Respiro fundo antes de anunciar minha chegada. Movimento a mão esquerda rapidamente e, sem muita dificuldade, praticamente conjuro o caderninho que havia utilizado ao longo do projeto com a caneta rosa no meio de suas folhas. Parte de mim abre um sorriso orgulhoso; nunca havia sido tão fácil. Tudo bem que era só um caderno, mas o fato de conseguir criá-lo, destruí-lo e recriá-lo ao meu bel prazer, mantendo-o do jeitinho que estava no momento de seu “sumiço”, era incrível por si só. 

Abro o caderno apenas para checar se todas as falas anteriores ainda estavam ali, fechando-o rapidamente ao perceber que tudo estava intocável. O sorriso orgulhoso daquela partezinha cresce um pouquinho mais. O meu mal estar já começa a se dissipar antes mesmo de eu entrar.
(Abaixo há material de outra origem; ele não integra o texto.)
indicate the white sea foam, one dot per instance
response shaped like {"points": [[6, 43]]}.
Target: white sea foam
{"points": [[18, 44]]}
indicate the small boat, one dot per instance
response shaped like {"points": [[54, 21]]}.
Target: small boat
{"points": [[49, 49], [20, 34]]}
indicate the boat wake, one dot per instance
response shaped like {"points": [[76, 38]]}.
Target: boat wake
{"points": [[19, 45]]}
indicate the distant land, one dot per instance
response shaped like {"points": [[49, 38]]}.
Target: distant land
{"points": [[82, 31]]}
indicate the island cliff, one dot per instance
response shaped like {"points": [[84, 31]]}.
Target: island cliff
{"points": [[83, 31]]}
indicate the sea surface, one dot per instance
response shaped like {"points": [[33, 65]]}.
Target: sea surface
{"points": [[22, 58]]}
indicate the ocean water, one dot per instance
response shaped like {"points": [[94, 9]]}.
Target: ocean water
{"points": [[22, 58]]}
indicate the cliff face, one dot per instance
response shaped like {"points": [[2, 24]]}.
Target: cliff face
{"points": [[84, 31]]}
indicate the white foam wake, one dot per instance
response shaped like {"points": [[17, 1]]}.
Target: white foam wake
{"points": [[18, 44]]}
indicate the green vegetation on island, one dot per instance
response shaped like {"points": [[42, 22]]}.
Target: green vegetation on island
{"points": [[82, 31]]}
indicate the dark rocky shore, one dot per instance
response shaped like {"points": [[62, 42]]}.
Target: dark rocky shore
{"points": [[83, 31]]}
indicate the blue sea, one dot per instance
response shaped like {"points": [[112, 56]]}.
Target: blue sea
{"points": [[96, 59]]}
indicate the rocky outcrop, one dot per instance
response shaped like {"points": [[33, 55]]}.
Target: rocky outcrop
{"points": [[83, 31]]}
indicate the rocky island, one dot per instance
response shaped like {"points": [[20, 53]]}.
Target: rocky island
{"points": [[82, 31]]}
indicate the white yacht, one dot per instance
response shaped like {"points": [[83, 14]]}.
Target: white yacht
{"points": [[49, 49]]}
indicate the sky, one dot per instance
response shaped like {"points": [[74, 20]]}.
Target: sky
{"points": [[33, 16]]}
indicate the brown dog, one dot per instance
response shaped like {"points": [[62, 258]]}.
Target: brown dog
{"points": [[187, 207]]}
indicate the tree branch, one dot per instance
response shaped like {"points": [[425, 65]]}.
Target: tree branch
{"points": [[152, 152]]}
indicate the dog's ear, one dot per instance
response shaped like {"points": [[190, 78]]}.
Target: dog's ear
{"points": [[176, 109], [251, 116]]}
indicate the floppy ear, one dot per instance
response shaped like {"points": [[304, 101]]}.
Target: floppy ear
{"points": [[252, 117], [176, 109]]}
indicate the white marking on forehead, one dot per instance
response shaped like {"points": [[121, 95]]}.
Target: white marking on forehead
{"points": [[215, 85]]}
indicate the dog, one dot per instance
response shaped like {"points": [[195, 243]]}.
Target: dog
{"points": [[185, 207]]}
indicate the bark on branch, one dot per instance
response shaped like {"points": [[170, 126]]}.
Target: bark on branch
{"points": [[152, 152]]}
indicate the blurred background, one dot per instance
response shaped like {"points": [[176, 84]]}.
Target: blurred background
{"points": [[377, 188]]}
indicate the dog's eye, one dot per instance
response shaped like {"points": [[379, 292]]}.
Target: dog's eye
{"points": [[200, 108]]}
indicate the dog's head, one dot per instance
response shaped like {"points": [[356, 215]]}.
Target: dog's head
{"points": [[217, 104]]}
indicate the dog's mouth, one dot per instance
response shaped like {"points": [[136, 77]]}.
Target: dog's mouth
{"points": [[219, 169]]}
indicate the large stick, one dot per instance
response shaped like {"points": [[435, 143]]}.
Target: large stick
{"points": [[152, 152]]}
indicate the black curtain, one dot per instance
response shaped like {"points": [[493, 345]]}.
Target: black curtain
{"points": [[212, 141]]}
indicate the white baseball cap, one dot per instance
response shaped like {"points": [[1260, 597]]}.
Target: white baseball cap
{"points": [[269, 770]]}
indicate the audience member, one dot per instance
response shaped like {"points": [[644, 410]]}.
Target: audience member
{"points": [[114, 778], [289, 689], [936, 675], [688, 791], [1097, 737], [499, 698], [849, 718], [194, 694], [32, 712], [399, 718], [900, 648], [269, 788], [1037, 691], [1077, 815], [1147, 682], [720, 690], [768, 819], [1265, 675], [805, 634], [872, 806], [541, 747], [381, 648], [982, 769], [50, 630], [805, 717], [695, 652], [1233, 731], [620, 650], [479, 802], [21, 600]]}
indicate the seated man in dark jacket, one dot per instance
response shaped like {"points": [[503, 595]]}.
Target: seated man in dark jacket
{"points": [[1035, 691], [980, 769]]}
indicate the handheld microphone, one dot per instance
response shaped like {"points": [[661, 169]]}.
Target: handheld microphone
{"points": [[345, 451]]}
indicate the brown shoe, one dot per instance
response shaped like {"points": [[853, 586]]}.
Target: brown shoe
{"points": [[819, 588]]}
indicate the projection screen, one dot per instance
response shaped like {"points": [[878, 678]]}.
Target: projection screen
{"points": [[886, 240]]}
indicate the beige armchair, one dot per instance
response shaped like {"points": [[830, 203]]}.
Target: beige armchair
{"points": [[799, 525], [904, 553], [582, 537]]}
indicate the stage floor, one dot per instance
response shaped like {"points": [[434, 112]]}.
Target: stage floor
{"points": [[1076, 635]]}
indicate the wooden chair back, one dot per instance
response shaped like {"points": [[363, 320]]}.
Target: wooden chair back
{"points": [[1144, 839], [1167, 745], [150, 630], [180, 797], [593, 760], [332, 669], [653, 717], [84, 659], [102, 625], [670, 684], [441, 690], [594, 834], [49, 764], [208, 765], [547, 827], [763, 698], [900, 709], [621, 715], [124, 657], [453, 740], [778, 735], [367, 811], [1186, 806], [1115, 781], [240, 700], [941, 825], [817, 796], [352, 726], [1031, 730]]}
— Toc toc. — digo, ao mesmo tempo em que bato no vão da porta do escritório, alguma coisa me dizendo que talvez fosse melhor bater ali do que no que parecia ser vidro. Ajeito o caderninho no meu antebraço direito, esperando por uma resposta que não demora praticamente nada a vir.

— Entre. — responde ela, de dentro da sala, num tom que parece bastante sério e compenetrado. — A porta é de correr.

Abro a porta, puxando-a para o lado, ouvindo o barulho de seu mecanismo correndo para se abrir. Não dou muita atenção a isso, mas consigo sentir uma textura parecida com a de grossas ramagens no pegador que facilitava o abrir e fechar. Entro na sala, logo fechando-a atrás de mim. 

— Olá! Tudo bem com você? — digo, voltando meu olhar para o centro da sala, sentindo-a ali. — Eu trouxe um caderninho. — mostro o caderno que segurava com cuidado. — Você sabe o que significa. 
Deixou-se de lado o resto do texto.